Details of the proposed legislation have yet to be finalized, but it looks like those immigrants who are here illegally would be allowed to stay in the U.S. and be given a pathway to citizenship. However, they would have to go to the "back of the line" — a phrase used by many in the immigration reform debate, including President Barack Obama and Sen. Rand Paul (R-Ky.).
This phrase is key, because many people worry that "comprehensive immigration reform" (as it's come to be called) will reward those who broke the law. The concern is that immigrants who illegally crossed the border or overstayed their visas will gain an advantage over those immigrants who came here legally. With this in mind, President Obama and the current legislation in the works call for illegal immigrants to get in line behind those who are already applying for permanent legal residence (i.e., a green card) and citizenship.
But does this address the line-jumping concern?
No, it doesn't, because the immigration reform proposed by President Obama and by the Gang of Eight would give illegal immigrants a provisional, probationary status before they become permanent residents. That status would allow them to hold on to their jobs, jobs that they claimed ahead of immigrants legally applying to come to the U.S. (and even ahead of U.S. citizens). Illegal immigrants would still be profiting from law-breaking on the employment front. And getting a job, of course, is one of the main reasons people emigrate to the U.S.
If we're truly going to make illegal immigrants go to the back of the line, we should insist that they apply to come here from their country of citizenship. Or we should crack down on illegal hiring and demand that employers only hire immigrants who are already here legally. I'll grant that neither of these things is likely to happen, since there's not a lot of enthusiasm for the idea that illegal immigrants should (or will) self-deport, or for tougher enforcement on employers.
But the alternative is to allow people to hold on to an advantage they gained unfairly by breaking the law. Maybe there are other considerations that outweigh that unfairness. But it's troubling that most of the people advocating immigration reform don't even acknowledge that there's any unfairness in it at all. And I never hear any illegal immigrants expressing remorse or embarrassment for asking that their line-jumping with respect to jobs be codified into law.
Would we allow a business that ignored health and safety regulations to hold on to the advantage it gained over other businesses? Would we allow an employee who falsified their resume to hold on to the advantage they gained over others?

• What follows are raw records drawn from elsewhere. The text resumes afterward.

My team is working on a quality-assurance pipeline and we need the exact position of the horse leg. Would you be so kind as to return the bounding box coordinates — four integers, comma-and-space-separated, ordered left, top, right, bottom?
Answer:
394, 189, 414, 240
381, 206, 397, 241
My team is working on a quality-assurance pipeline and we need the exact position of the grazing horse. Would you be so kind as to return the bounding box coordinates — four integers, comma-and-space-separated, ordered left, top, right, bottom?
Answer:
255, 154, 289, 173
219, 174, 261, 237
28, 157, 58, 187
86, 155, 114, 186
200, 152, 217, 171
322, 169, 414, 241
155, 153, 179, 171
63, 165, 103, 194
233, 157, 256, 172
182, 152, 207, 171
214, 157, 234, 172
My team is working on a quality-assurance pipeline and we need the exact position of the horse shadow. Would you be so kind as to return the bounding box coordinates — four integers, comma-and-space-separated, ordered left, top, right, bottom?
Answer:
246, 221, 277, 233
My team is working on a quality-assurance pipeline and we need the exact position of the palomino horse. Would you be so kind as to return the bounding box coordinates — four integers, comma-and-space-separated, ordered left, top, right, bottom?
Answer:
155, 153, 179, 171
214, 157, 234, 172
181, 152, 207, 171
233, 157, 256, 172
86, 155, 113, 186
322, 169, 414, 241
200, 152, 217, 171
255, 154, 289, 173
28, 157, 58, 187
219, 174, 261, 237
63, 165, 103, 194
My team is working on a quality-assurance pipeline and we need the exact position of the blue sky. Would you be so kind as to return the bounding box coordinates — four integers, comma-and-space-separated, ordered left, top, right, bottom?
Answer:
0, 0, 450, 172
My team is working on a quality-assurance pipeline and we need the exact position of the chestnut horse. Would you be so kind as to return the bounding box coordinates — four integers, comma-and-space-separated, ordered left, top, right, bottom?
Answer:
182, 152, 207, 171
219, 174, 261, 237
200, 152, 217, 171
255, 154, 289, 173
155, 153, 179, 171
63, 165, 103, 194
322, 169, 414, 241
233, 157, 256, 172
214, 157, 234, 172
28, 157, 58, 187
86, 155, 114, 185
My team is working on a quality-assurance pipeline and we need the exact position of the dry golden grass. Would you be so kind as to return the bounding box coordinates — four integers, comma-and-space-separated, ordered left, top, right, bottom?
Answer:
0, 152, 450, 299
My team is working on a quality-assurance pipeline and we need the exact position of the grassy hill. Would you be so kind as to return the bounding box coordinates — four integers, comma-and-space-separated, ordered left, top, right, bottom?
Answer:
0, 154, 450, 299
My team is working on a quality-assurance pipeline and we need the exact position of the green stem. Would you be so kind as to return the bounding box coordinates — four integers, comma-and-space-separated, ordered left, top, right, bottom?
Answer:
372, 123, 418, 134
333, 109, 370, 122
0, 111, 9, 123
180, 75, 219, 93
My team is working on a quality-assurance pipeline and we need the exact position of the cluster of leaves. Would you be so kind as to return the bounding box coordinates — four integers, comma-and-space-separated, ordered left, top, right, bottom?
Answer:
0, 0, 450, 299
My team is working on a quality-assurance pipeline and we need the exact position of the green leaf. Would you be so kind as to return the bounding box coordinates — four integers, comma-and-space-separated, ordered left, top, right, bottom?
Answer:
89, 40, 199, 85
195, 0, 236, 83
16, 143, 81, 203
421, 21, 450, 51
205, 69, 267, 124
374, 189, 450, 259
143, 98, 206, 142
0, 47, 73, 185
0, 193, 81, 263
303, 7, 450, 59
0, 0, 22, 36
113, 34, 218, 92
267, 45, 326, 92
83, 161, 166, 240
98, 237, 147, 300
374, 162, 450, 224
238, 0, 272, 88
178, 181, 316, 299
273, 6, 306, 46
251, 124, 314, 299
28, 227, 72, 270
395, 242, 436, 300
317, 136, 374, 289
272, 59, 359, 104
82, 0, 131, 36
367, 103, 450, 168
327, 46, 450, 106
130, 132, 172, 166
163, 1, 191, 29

Would we just give up on enforcing the rules because so many people are breaking them, and because it would be too disruptive and break up too many families?
I doubt that such excuses would fly, given that we all know ahead of time that breaking the law sometimes results in a disruption of your life and being separated from your family.
Under the Gang of Eight immigration reform proposal, illegal immigrants won't be going to the back of the job line: immigration reform will instead validate their act of cutting to the front of the line, ahead of legal immigrants and U.S. citizens. And, when people once again see others benefit from breaking U.S. immigration and border security law, they will have yet another incentive to ignore those "reformed" laws in the future.
Advocates of immigration reform need to explain why we should certify line-jumping and allow those who broke the law to come out ahead of those who obeyed it.